Mold discovered, remediated from yet another Coleytown classroom
Updated 4:28 pm, Saturday, December 16, 2017
WESTPORT — Two rooms down, two to go. Or so Westport school officials hope.
Mold remediation at Coleytown Middle School is continuing this week — more than a year after efforts began at the school — on a first-floor classroom, room 126.
The work, according to Westport’s Director of School Business Operations Elio Longo, began on room 126 on Wednesday and is expected to be completed by Monday.
The latest work comes just a couple weeks after mold was remediated from two additional rooms, 223 and 226, over Thanksgiving break.
Room 223, a sixth through eighth-grade STEM classroom, required three cleanings, beginning Nov. 22, to bring mold levels down to acceptable levels, Longo said. Based on a mold testing report submitted to the school by the consultant Hygenix on Nov. 15, levels in room 226 were thought not to require remediation. Along with 226, three other rooms — 227, 222 and 219 — were listed in the report as within clean building range. That, however, was proven false, and levels in 226 were high enough to necessitate remediation.

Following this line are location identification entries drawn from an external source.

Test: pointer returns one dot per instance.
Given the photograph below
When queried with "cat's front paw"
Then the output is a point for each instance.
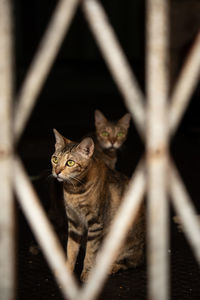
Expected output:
(84, 276)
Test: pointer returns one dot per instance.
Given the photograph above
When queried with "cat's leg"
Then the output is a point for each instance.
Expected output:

“Upon further inspection with the consultant, it was determined that room 226, given its proximity to room 223, could be addressed,” said Longo. “It was unit ventilator only that was cleaned. It was nowhere as intensive as room 223.”
Both classrooms were reopened on Nov. 29.

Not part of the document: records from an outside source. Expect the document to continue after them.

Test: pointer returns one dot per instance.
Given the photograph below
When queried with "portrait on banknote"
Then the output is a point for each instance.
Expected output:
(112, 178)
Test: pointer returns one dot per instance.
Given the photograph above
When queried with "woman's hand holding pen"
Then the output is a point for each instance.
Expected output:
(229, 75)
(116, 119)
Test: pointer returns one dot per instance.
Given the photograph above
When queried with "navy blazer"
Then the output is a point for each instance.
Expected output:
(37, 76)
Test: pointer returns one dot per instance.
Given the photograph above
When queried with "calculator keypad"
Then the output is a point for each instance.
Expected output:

The fourth, and possibly final room to be remediated, is room 221. Longo said mold removal for that room was scheduled to commence Dec. 20.
To date, the cost of to remediation 27 classrooms is $628,560. In August, the Board of Finance approved a request from Superintendent of Schools Colleen Palmer to deposit $327,000 into the school’s carryover account to cover the additional costs of the project, which originally was budgeted for only $250,000. Before remediation of the final four rooms began a balance of roughly $213,000 remained in that account.

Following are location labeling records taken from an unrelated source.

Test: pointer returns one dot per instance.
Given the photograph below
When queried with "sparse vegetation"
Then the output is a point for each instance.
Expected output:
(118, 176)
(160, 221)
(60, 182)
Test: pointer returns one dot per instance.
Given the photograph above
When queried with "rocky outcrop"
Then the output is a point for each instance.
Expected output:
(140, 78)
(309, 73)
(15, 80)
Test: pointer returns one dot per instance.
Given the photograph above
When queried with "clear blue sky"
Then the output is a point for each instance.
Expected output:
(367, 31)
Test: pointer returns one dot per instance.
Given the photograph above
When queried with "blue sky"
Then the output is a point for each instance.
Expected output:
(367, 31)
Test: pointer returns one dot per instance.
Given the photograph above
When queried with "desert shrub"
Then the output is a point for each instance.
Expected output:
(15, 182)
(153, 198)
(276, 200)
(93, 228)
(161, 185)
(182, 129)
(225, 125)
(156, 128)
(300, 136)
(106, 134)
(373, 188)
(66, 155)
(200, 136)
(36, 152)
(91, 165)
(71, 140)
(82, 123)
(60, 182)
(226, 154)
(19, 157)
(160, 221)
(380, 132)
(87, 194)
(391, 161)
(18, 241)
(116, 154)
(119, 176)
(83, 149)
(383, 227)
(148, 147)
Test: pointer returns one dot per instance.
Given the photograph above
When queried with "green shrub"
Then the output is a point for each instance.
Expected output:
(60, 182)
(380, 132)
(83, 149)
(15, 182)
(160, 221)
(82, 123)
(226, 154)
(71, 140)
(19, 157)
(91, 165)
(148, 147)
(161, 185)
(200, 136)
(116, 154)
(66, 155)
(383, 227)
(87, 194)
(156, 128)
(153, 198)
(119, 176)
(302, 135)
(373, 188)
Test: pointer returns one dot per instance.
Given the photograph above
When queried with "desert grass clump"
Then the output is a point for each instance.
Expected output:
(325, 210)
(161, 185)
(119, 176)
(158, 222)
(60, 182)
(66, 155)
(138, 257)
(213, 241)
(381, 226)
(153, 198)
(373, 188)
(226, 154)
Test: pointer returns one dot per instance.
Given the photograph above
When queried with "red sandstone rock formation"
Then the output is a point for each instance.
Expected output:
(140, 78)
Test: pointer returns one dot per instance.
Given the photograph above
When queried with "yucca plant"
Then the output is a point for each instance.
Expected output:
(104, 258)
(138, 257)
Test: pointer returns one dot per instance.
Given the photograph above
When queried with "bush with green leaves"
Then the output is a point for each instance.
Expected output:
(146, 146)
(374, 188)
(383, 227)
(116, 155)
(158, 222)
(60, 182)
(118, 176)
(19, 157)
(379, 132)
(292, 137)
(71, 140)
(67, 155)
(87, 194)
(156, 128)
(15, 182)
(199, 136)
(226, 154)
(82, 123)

Longo estimated that each remaining room would cost roughly $20,000 to remediate, and said he was not concerned that the project would again run over budget, even though room 223 required multiple cleanings, as the cleanings themselves are not the biggest driver of cost.
“The major costs that result are in the destruction and rehabilitation of the material,” Longo said.
At press time, Longo said the cost of the two remediated classrooms was not available, though expected an invoice sometime this week.